Several states, including California, Florida, Illinois, Washington and the District of Columbia have passed laws giving victims of domestic violence the right to take some time off of work. Massachusetts just joined the ranks of such states on August 8. These laws outline acceptable reasons for granting leave. Examples include receiving counseling, time spent seeking legal remedies for the abuse and time off to move to a safer location.
State laws also govern the amount of time that can be taken off, what employees must do to notify you of their intention to seek leave and the role of paid leave. Currently, no state requires that employees on leave for domestic violence be paid.
Role of the FMLA
In addition, such employees might be able to use the Family and Medical Leave Act (FMLA) to get unpaid leave without losing their jobs. Employees who are physically or psychologically injured due to domestic violence may be entitled to FMLA leave. What if an employee has a parent or child who is a victim of domestic violence? He or she might be eligible to take time off to care for the individual, under the FMLA.
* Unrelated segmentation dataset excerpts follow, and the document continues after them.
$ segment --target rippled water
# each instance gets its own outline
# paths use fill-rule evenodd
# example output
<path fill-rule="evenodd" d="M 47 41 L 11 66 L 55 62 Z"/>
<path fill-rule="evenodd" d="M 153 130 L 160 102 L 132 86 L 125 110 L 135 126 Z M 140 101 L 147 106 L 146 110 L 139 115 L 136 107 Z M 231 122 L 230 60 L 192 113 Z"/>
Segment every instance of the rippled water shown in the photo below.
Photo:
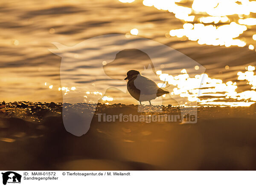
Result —
<path fill-rule="evenodd" d="M 114 77 L 114 73 L 108 74 L 102 68 L 109 66 L 118 51 L 131 47 L 129 44 L 142 44 L 135 35 L 181 52 L 175 55 L 159 49 L 162 52 L 153 58 L 157 59 L 151 57 L 157 76 L 152 70 L 142 72 L 160 87 L 167 84 L 171 93 L 160 98 L 164 104 L 191 106 L 198 101 L 199 105 L 249 106 L 256 101 L 256 1 L 125 1 L 1 3 L 2 99 L 62 102 L 63 97 L 70 102 L 93 102 L 103 97 L 102 102 L 137 104 L 121 80 L 134 64 L 120 58 L 124 65 L 111 66 L 117 72 Z M 132 42 L 79 44 L 113 34 L 122 34 L 124 40 Z M 57 54 L 67 54 L 67 65 L 63 66 L 64 58 L 61 65 L 61 58 L 48 50 L 56 49 L 52 42 L 62 44 L 57 46 L 59 49 L 70 47 Z M 146 44 L 143 45 L 140 49 L 145 49 Z M 79 47 L 74 49 L 76 46 Z M 90 47 L 99 49 L 88 52 Z M 198 64 L 181 62 L 184 61 L 182 54 Z M 106 58 L 99 57 L 102 56 Z M 99 77 L 103 71 L 108 80 Z M 105 93 L 102 87 L 109 85 L 115 89 Z"/>

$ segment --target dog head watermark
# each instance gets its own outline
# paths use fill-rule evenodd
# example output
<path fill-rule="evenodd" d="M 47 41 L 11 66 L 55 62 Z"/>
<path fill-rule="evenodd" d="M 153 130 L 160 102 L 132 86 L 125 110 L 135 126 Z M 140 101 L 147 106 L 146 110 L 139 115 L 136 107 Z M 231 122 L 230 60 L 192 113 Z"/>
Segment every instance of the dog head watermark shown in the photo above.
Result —
<path fill-rule="evenodd" d="M 63 122 L 73 134 L 81 136 L 88 131 L 99 102 L 138 104 L 138 112 L 146 111 L 140 102 L 181 106 L 181 116 L 195 116 L 181 122 L 197 122 L 198 97 L 205 68 L 181 52 L 150 39 L 122 34 L 95 37 L 72 46 L 53 44 L 58 49 L 49 50 L 61 57 L 63 103 L 88 103 L 88 109 L 83 112 L 73 105 L 64 105 Z M 131 70 L 140 73 L 132 88 L 124 80 Z M 162 111 L 159 108 L 156 112 Z"/>

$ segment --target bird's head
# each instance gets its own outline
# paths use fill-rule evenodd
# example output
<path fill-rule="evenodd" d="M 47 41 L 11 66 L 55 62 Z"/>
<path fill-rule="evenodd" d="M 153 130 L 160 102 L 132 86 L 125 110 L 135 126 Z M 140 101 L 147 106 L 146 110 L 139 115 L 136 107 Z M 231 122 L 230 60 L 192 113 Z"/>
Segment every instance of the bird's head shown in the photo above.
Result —
<path fill-rule="evenodd" d="M 125 78 L 125 80 L 126 79 L 128 79 L 129 80 L 132 78 L 136 77 L 138 75 L 140 75 L 140 72 L 137 71 L 137 70 L 131 70 L 128 71 L 127 74 L 127 77 Z"/>

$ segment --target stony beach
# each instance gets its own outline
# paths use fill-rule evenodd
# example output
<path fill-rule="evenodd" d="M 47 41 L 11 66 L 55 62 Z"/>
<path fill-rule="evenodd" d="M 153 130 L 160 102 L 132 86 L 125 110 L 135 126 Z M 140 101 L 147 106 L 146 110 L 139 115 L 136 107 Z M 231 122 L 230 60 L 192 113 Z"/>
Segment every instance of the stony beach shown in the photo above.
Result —
<path fill-rule="evenodd" d="M 80 137 L 64 128 L 63 107 L 96 112 Z M 255 170 L 256 111 L 198 108 L 198 122 L 99 122 L 97 114 L 153 115 L 159 106 L 20 102 L 0 106 L 1 167 L 16 170 Z M 164 107 L 161 114 L 180 113 Z"/>

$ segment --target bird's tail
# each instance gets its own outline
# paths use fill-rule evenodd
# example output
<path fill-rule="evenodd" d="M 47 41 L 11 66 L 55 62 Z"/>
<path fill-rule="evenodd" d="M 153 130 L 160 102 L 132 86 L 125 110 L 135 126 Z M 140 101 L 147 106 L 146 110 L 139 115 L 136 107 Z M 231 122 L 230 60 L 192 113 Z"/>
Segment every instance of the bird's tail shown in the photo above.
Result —
<path fill-rule="evenodd" d="M 159 88 L 157 92 L 157 97 L 163 96 L 164 94 L 168 94 L 170 93 L 170 92 L 168 91 L 164 90 L 161 88 Z"/>

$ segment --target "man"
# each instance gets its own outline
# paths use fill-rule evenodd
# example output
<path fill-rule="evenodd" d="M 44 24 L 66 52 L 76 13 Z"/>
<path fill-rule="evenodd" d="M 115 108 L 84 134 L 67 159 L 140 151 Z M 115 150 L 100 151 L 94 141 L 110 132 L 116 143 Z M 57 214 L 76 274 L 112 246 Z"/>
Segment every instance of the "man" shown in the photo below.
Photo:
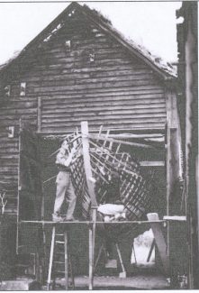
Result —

Also, in extreme situations, victims of domestic abuse might be protected by the Americans with Disabilities Act (ADA). That would be the case if an employee suffers a domestic violence-related injury, which substantially limits the employee’s ability to perform one or more major life activities. This includes post-traumatic stress disorder and other mental illnesses. You would be required to make a “reasonable accommodation” for such an employee, as you would under any other legitimate ADA claim.